The effect of the electric ablation on the cardiovascular and skeletal muscle systems were investigated in this study. Previous studies proved the release of high voltage powers increases cell membrane permeability and opens a path for ion transport, which can induce cardiac arrythmias and defibrillation, leading to some unpredictable cardiac accidents(28–30). In addition, the electric stimulation on excitable tissues like motor nerves can cause the involuntary contraction of the muscles of the subjects which may impede the proceed of the treatment(31–33). However, in this study, we adopted the synchronization pulse generating system, which would automatically stop if the ECG detects abnormal heart activities, effectively protected cardiovascular muscles from the electric damage. We assumed that the increase of the myocardial enzymes of CK and CK-MB was caused by muscle puncture rather than myocardial injury and the level of Cardiac troponin I confirmed this assumption. CK-MB-related muscle damage and the mild increase of LDH and HBDH is affordable in liver cancer patients. In addition, the general anesthesia and insulated electrode needles prevented the contraction of skeletal muscles. These results proved that the appropriate operation of synchronization pulse generating system and general anesthesia in nsPEF treatment is effective and necessary to prevent the possible side effect on cardiac and skeletal muscles.

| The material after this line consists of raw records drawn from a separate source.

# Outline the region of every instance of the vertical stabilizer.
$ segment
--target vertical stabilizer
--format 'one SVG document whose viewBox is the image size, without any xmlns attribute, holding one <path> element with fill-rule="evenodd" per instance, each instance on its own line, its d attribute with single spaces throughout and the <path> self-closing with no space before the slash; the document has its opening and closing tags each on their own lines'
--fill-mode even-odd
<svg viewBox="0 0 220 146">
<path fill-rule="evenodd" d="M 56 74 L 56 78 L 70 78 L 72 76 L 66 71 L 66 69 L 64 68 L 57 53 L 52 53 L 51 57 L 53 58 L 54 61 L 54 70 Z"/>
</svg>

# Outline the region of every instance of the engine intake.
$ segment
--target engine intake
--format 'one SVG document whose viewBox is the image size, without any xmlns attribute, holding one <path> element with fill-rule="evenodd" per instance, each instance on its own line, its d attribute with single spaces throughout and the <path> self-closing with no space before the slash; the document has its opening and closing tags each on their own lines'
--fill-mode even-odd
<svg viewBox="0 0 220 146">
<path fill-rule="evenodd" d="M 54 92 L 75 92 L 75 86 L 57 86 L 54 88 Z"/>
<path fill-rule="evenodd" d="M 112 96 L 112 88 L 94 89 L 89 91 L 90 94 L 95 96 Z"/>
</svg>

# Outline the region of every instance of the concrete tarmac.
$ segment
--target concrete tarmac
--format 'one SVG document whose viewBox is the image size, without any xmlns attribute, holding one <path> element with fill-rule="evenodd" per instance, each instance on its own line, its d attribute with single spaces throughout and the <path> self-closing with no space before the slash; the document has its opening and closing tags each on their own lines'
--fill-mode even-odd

However, there are certain problems remained to be solved in the future experiments: (1) It is difficult to find the accompanying arteries of the large veins in hepatic hilar area under ultrasound guidance and even harder to include the three kinds of vessels (hepatic veins, arteries and bile ducts) in the ablation zone at one time. Therefore, our research mainly focused on the effect of nsPEF ablation on large hepatic veins and bile ducts and some of the minor arteries. However, the effect of nsPEF on large arteries, which have faster speed of blood flow requires further verification. (2) The risk of thrombosis formation reflected by PLT should be evaluated in the long run. Such evaluation requires not only the reexamination of blood coagulation functions, but also the regular monitoring of the large vessels by ultrasound.